The mothers spoke in hushed laughter, completely ignoring their children in favor of their each others’ company. One young boy whined at a nearby trolley, his mother beckoning it over absent-mindedly with a wave of her hand as a trio of soft-looking yellow pastries were dropped in front of him. Elana narrowed her eyes to read the English font slapped against the trolley, small placards to point fingers at if, like her, Cantonese was not a language she knew–“Bo Lo Bao”. Oh! Elana smiled in thought. She liked those, they had a sweetness and ubiquity she knew she could order once she returned to London.
“Oy, jie-jie.” Elana felt a few jabs of a finger against her shoulder.
“Huh?” Elana turned her head back and immediately saw a woman drop a small plastic tray against the table hurriedly. Her brother’s leaving, she thought, must have signified that they were finished eating and should pay immediately. Sitting beside the receipt, a wide parchment stamped in various spots signifying the dishes they ordered, was a fortune cookie without a plastic wrapper.

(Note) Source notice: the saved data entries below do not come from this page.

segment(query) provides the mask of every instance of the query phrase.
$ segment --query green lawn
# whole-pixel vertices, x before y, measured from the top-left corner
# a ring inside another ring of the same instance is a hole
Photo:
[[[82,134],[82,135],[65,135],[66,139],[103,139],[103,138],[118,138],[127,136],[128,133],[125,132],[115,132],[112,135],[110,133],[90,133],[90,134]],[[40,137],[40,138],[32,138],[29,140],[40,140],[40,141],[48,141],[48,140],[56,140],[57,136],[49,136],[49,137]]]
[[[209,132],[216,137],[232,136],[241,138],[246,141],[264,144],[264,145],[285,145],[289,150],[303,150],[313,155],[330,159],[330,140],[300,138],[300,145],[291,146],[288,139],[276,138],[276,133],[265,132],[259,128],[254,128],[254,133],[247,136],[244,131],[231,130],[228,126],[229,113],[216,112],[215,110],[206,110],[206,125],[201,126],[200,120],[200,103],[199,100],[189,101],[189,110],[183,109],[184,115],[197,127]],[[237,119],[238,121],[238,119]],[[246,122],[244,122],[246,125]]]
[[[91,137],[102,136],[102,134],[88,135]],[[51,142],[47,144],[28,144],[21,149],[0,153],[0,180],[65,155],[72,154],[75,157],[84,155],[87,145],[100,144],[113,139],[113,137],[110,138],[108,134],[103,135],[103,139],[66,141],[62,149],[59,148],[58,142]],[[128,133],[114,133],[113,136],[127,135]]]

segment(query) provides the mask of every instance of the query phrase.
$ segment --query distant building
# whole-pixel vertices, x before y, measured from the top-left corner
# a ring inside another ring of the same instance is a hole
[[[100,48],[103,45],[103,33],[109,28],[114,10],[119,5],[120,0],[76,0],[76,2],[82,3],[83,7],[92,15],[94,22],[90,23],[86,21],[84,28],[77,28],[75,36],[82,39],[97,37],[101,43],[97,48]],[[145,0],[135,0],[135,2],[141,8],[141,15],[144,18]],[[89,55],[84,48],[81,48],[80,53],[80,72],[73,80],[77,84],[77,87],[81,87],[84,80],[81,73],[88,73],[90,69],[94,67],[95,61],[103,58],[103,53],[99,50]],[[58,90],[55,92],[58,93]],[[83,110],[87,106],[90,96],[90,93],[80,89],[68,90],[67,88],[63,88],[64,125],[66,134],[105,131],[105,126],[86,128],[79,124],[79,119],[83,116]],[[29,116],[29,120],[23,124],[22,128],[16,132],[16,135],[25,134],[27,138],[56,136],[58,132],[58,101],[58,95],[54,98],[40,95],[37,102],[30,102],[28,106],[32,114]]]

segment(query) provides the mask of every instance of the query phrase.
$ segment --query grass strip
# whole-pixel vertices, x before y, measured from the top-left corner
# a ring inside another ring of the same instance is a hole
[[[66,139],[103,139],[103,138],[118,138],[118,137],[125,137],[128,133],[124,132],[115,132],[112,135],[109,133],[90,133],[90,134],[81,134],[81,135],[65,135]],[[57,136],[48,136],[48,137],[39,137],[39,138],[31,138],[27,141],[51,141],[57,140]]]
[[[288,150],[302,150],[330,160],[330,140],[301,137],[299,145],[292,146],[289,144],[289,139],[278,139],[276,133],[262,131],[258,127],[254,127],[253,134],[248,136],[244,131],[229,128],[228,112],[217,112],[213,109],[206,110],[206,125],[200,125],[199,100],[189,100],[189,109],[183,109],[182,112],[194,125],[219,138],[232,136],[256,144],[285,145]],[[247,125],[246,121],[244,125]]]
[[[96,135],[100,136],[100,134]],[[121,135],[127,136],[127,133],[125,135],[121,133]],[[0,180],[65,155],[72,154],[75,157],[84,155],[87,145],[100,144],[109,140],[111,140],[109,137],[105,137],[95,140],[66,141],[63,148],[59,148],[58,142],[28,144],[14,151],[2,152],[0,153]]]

“Ummm…m-goy sai–” Elana scarcely had a moment to respond a practiced sentence of gratitude before the woman walked away. She turned back to the receipt tray and reached for the cookie. Seemed uncharacteristic, a fortune cookie…was it that obvious they were tourists? And there was only one–causing Elana to experience a momentary shade of embarrassment. They must have seen him, right? she thought. She knew that eating alone was an uncommon sight.
Elana sighed, keeping a mental focus to the children munching away at their dessert, easing into their spotlessness and happy naivety, as she cracked open the cookie in her hands. The paper, to her surprise, wasn’t the typical thin strip of lotto numbers and ambiguity–freshly scrawled in red ink were the words “RUN”, as a hastily-scribbled pentagram on the opposite side began to illuminate once Elana exposed the paper to light.
“No…no please…!” Elana squealed and closed her eyes reflexively with a flash.
Seconds later, Elana lowered her hands from her face. She was expecting pain, an ambush of some sort, needles or bullets or fire or someone with the gall to attack her in such a public place–but instead, she felt a weightlessness released from her mind. The fortune burned with a painless flame, one she realized was a time limit as the incantation continued its effect. It was a glamour, or a shroud–either way, Elana could no longer feel the continuous pressure of the people around her: all moving and eating and talking as if nothing happened, she was rendered invisible. There was probably still a doppelganger of her, stressing and worrying and moping in her place.
Elana slowly rose, carrying the burning paper in her hands, slipping and sliding around tables and staff, afraid that contact would break what she was given. No one seemed to notice her absence, and finally, Elana felt calm. She was closed off to the world, but in turn, she was unable to exercise her own abilities. Honouring the paper’s orders, she followed the direction her brother went, hoping he hadn’t walked too far, hoping she could catch him.
“We, the unwilling, follow the unqualified, to kill the unfortunate, and die for the unthankful.”